Rising 1,950 meters above sea level, Halla-san is the central volcanic mountain peak of Jeju Island. About 360 parasitic volcanoes surround Halla-san's base, the largest number of such volcanoes that has been found around any single mountain peak. Halla-san is famous not only for the uniqueness of its geographical formation but also for its ecological diversity. The combination of high mountain peaks, oreums (parasitic volcanoes), caves, and beaches make for numerous and various environmental habitats. 

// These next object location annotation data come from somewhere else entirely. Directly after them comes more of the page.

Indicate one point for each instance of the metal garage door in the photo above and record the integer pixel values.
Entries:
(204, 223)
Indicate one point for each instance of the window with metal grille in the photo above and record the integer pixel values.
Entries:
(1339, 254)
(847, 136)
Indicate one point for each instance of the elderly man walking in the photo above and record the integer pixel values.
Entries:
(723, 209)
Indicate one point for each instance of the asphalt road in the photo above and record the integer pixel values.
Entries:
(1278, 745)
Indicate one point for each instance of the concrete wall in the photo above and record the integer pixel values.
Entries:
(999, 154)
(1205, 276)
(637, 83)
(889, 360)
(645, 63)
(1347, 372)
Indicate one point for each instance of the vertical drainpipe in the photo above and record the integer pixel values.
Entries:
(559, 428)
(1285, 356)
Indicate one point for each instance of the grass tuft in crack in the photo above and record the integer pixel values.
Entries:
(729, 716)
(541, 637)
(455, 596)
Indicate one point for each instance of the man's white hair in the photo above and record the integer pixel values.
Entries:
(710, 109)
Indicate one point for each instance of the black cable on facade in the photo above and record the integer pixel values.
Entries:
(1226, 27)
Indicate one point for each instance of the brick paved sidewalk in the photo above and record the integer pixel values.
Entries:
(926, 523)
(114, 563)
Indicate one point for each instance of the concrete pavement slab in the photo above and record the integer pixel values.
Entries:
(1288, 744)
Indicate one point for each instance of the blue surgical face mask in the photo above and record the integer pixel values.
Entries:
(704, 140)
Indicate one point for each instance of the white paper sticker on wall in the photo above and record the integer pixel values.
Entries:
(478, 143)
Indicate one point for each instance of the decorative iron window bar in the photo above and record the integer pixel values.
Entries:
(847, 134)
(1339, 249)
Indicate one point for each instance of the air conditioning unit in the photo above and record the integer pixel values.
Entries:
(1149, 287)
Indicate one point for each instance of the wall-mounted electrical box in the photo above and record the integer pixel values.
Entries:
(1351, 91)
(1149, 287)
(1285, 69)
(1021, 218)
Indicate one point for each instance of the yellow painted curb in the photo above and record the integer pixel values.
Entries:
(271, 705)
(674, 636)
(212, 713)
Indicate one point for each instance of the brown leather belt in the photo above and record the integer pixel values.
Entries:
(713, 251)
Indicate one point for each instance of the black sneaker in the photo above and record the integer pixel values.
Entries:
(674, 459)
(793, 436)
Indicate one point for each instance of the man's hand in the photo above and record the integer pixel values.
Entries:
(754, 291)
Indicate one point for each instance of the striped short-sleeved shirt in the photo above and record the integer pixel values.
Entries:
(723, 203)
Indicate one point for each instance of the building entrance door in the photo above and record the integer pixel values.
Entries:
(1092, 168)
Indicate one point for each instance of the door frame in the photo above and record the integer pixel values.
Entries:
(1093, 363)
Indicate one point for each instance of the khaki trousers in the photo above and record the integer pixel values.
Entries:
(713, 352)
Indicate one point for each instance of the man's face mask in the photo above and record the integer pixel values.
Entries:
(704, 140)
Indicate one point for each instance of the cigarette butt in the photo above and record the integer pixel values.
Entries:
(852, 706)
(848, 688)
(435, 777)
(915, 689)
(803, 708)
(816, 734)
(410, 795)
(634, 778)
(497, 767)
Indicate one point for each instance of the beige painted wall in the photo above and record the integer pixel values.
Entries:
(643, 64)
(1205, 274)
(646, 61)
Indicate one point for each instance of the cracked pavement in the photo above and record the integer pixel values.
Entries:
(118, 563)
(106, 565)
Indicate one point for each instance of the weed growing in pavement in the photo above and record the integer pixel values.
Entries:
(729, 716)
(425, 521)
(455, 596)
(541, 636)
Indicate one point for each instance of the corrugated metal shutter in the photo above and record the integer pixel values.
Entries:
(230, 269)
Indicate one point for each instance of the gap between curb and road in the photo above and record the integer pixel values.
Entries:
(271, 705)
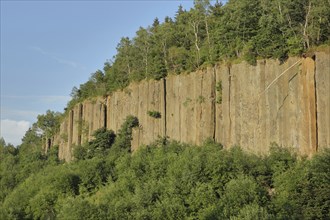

A variety of plants and animals can be found on Halla-san, where climates range from the subtropical to the temperate and, even in some areas, polar.
The Geomunoreum Lava Tube system was instrumental to Jeju's selection as a World Heritage site. The Geomunoreum caves were formed by lava pouring down the island's coastline from Halla-san, and both its length and scale make it one of the largest and most distinctive of any such cave systems in the world.

Seongsan Ilchulbong peak is an ideal spot for enjoying the sunrise. As it rose from the sea, the geological history of the formation attracts visitors.

In addition to the designation as Natural World Heritage Site in 2007, Jeju Island has also been appointed to the World Network of Biosphere Reserve in 2002 and the Global Geoparks Network in 2010. Jeju Island is the first spot in the world to receive the UNESCO Triple crown designation. Highlighting these aspects, Korea put a huge effort in the vote for the New 7 Wonders. The island is an unexplored district containing all seven themes; great landscape, island, volcanoes, coast, cave, falls, and forest which were the main required elements for the vote. Unlike other proposed sites, Jeju Island maintains a close connection with the lives of people, offering space for culture and history to co-exist.